I'll third Eric's point that the wood will not likely be ready.  Here's my reasoning.  Early last summer (June-may) I cut an apple tree in my yard and had a bunch of 1-2" peices that were about 6 feet long sitting around all summer next to the splitting station.  In direct sun about 6 hours a day. In the mid-summer (July or so) I cut to about 14-16 inch length and put them on the pile along with some oak I had cut in August 05, split and stacked.  At the end of last year's heat season, so aprilish, we had a couple cold snaps and the stove needed to be running.   The oak burned o.k., but clearly needed more seasoning.  I think of the size of the splits as  8" rounds into 4 splits (rough size estimate), so pretty small. The apple which was NOT split just sizzled, spit sap out the end of the logs, and didn't burn in a HOT stove for a good 20 minutes or more.  And that's down to peices as small as 1".

So, in my experience:
1. All unsplit logs do not dry out very well, no matter how small.
2. Oak takes a long time to dry, even if it IS split, so unsplit oak with the bark dries slower than the earth making new fossil fuels
3. If the bark isn't falling off, it's not dry (I believe Pine to be the exception on that, but someone correct me here)
4. Logs stored on the ground rot quickly.


----------



## Sandor (Jul 13, 2006)

When I lived in a mountain community in WV a couple of years ago, nearly all of us heated with wood.

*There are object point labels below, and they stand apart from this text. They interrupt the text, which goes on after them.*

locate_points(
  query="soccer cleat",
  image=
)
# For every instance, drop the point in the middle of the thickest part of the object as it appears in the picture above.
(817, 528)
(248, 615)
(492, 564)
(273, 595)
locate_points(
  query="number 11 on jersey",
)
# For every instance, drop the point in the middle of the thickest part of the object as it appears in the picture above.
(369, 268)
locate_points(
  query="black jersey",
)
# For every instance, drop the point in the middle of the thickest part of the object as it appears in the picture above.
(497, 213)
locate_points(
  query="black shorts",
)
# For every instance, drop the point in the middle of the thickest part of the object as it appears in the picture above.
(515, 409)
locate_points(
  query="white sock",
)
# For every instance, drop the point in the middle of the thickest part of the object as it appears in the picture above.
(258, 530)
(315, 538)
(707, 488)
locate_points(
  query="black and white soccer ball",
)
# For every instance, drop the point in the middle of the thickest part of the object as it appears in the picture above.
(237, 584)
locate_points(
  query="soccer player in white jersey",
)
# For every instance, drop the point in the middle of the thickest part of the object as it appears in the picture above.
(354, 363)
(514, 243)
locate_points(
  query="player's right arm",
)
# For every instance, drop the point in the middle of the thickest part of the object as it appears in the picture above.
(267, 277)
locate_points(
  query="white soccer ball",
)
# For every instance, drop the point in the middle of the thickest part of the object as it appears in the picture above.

All of us cut and split in the spring and early summer. I stacked in rows, in a windy open field, with full Southern exposure. Burnt that wood in the winter.

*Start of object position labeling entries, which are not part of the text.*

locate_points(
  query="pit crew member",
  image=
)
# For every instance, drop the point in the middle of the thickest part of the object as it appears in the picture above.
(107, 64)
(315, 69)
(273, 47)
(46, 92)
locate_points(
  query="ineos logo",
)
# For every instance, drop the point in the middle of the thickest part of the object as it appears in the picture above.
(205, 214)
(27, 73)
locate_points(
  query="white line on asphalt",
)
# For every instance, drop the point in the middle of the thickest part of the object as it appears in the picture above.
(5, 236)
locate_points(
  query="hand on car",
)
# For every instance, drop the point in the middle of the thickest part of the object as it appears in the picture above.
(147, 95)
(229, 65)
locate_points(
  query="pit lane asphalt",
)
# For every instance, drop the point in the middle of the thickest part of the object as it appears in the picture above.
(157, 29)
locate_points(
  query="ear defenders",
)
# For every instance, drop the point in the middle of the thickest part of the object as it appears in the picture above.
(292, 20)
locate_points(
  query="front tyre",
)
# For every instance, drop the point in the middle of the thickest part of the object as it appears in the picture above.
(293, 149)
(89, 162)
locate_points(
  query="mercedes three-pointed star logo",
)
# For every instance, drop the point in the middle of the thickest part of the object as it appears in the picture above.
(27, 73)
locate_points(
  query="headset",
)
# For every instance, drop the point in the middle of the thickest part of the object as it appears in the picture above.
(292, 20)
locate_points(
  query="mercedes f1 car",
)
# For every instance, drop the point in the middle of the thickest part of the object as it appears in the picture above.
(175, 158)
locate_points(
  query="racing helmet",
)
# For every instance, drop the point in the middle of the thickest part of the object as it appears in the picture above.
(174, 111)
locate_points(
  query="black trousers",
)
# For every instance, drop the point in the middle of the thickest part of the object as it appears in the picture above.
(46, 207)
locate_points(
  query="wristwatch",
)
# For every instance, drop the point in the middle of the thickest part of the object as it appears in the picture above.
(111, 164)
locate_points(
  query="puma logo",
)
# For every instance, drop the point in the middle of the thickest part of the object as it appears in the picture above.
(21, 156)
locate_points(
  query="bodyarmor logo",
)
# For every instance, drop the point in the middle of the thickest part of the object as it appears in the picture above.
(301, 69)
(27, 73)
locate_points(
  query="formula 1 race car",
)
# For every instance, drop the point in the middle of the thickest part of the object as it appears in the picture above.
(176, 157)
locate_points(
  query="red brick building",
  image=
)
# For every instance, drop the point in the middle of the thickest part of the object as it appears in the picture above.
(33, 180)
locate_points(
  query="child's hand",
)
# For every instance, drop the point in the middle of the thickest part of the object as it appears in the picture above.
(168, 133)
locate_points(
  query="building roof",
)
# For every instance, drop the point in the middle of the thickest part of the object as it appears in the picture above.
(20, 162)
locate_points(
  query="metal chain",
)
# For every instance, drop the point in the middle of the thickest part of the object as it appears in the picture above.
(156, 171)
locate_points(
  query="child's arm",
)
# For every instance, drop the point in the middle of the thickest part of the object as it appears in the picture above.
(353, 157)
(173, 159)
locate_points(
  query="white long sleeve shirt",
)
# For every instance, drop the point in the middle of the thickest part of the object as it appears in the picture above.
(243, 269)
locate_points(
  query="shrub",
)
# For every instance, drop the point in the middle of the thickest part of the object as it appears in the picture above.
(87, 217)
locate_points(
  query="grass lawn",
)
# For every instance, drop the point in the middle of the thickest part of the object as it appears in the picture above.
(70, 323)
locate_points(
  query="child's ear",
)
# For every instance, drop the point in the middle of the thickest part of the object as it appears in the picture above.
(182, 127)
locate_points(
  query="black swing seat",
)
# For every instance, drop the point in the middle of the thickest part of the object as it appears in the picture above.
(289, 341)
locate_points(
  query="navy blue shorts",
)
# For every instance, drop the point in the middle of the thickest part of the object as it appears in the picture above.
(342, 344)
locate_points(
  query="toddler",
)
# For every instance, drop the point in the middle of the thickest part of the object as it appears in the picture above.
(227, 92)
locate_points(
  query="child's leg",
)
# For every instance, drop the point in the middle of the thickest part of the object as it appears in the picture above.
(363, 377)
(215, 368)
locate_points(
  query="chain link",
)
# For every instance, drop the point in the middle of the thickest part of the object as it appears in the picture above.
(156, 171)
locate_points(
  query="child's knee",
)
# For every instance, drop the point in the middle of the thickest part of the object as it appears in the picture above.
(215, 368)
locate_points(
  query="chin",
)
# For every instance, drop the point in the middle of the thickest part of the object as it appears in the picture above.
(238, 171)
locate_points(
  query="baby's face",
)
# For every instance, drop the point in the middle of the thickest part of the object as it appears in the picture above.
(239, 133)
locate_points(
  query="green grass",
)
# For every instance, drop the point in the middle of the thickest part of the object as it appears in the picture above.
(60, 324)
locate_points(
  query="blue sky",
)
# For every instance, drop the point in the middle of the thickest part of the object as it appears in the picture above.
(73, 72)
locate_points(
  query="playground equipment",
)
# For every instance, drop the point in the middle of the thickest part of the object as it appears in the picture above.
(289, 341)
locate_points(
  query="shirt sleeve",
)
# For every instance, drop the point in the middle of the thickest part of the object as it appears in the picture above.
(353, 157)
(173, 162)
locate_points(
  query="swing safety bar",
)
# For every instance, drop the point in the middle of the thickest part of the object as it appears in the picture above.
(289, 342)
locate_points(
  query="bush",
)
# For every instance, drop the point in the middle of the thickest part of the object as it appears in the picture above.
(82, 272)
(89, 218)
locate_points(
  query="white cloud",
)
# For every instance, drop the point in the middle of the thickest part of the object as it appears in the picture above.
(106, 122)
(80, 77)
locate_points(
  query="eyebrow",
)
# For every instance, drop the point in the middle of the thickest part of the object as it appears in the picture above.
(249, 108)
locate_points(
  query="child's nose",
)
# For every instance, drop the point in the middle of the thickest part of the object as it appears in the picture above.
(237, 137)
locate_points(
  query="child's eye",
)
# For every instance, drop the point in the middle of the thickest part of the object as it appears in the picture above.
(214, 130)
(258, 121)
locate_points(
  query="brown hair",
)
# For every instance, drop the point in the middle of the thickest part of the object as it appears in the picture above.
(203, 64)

Others who stacked their splits in the woods, less windy with little sun exposure had green wood that winter. And the winter after that.

We were all bucking the same wood supply. Usually Red Oak.


----------



## DenD (Jul 14, 2006)

Thanks for the input everyone.  I decided to play it safe and find a supplier that had more seasoned wood.  I made some more calls and found a supplier that can deliver 3 cords this weekend - cut last summer, split over the winter and a better price too.


----------